Revisi Undang-Undang (UU) Nomor 30 Tahun 2009 tentang Ketenagalistrikan (Gatrik) diharapkan akan menentukan tarif listrik yang dapat disesuaikan dengan kondisi wilayah dan situasi ekonomi melalui skema tarif regional.
Hal ini diungkapkan oleh pakar listrik sekaligus Rektor Institut Teknologi PLN, Iwa Garniwa, di hadapan Komisi XII DPR RI. Menurutnya, kesamaan tarif antarwilayah saat ini tidak mencerminkan daya beli masyarakat yang berbeda-beda di setiap daerah.
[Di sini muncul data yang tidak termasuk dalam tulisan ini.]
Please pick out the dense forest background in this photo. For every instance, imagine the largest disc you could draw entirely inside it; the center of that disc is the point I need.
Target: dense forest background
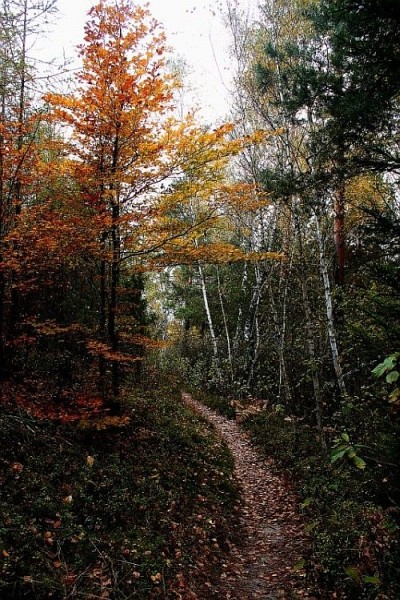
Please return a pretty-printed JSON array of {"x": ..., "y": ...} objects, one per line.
[{"x": 258, "y": 260}]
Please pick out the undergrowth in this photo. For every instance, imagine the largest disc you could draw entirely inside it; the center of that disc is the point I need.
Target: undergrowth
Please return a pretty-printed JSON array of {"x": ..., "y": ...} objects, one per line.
[
  {"x": 351, "y": 514},
  {"x": 96, "y": 510}
]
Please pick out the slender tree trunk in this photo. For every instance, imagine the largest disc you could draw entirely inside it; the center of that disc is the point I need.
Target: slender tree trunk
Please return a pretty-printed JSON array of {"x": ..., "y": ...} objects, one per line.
[
  {"x": 112, "y": 313},
  {"x": 308, "y": 325},
  {"x": 211, "y": 328},
  {"x": 329, "y": 311},
  {"x": 226, "y": 328},
  {"x": 339, "y": 235}
]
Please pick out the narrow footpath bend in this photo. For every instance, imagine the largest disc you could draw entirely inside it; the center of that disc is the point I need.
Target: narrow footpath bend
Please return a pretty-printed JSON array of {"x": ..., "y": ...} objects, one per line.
[{"x": 273, "y": 541}]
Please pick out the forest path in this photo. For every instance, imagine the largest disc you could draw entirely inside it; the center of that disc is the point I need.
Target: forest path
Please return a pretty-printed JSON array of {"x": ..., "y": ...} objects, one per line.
[{"x": 261, "y": 567}]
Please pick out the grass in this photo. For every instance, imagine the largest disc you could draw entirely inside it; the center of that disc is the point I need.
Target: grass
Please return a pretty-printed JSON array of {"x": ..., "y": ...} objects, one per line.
[{"x": 124, "y": 511}]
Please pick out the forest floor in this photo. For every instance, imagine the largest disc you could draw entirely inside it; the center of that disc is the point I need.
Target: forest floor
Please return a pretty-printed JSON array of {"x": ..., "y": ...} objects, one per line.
[{"x": 267, "y": 563}]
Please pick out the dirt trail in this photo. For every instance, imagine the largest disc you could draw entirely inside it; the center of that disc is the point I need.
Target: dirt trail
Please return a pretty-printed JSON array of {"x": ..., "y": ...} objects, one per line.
[{"x": 273, "y": 541}]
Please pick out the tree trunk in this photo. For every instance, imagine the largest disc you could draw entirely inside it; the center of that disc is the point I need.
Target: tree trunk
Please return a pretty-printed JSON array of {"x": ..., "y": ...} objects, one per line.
[
  {"x": 309, "y": 329},
  {"x": 329, "y": 311}
]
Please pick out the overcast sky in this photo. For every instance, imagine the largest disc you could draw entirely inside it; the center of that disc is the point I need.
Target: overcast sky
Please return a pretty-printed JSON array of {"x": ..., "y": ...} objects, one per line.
[{"x": 192, "y": 29}]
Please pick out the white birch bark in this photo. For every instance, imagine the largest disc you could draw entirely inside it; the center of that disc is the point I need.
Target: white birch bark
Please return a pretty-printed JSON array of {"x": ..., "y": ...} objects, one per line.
[{"x": 329, "y": 310}]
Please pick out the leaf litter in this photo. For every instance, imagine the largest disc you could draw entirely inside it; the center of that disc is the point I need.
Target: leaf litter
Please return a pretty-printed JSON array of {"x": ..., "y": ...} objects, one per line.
[{"x": 267, "y": 562}]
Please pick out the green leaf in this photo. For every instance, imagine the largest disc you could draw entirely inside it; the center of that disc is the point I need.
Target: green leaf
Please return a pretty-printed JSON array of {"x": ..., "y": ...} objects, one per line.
[
  {"x": 392, "y": 377},
  {"x": 372, "y": 579},
  {"x": 386, "y": 365},
  {"x": 359, "y": 462},
  {"x": 394, "y": 396},
  {"x": 306, "y": 502},
  {"x": 299, "y": 566},
  {"x": 336, "y": 455},
  {"x": 379, "y": 370},
  {"x": 353, "y": 572}
]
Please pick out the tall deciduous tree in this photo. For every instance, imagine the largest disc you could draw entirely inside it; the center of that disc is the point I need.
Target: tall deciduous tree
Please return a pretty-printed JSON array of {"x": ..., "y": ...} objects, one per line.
[{"x": 133, "y": 160}]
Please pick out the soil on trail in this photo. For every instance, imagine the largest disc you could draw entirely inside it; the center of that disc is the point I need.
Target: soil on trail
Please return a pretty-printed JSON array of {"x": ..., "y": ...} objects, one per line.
[{"x": 272, "y": 540}]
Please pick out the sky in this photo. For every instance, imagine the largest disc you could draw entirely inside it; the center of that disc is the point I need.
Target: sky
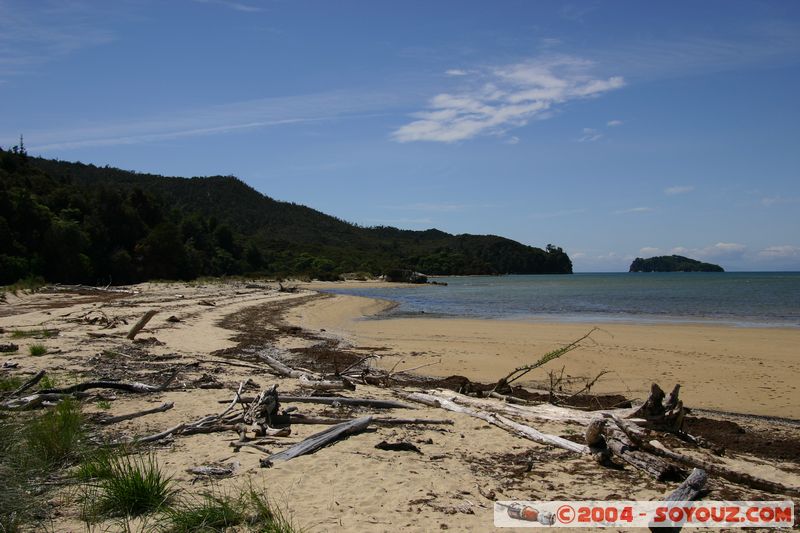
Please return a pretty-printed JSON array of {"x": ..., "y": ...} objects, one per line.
[{"x": 612, "y": 129}]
“Tarif regional itu kita berbasiskan adalah (melalui) daya beli masyarakat. Ironis bahwa tarif di Jawa itu sama dengan tarif di Papua. Pelanggan (di Papua) Rp 450.000 sama tarifnya (di Jawa) Rp 450.000. Terus saya berpikir, pakai lah tarif regional, sehingga berbeda. Daya beli masyarakat itu (yang) menentukan,” kata Iwa dalam RDPU bersama Komisi XII di Kompleks Parlemen Senayan, Jakarta Pusat, Senin (21/7).
Iwa juga menjelaskan, skema tarif regional memungkinkan harga listrik ditentukan berdasarkan wilayah administratif, kondisi geografis, maupun wilayah pasokan.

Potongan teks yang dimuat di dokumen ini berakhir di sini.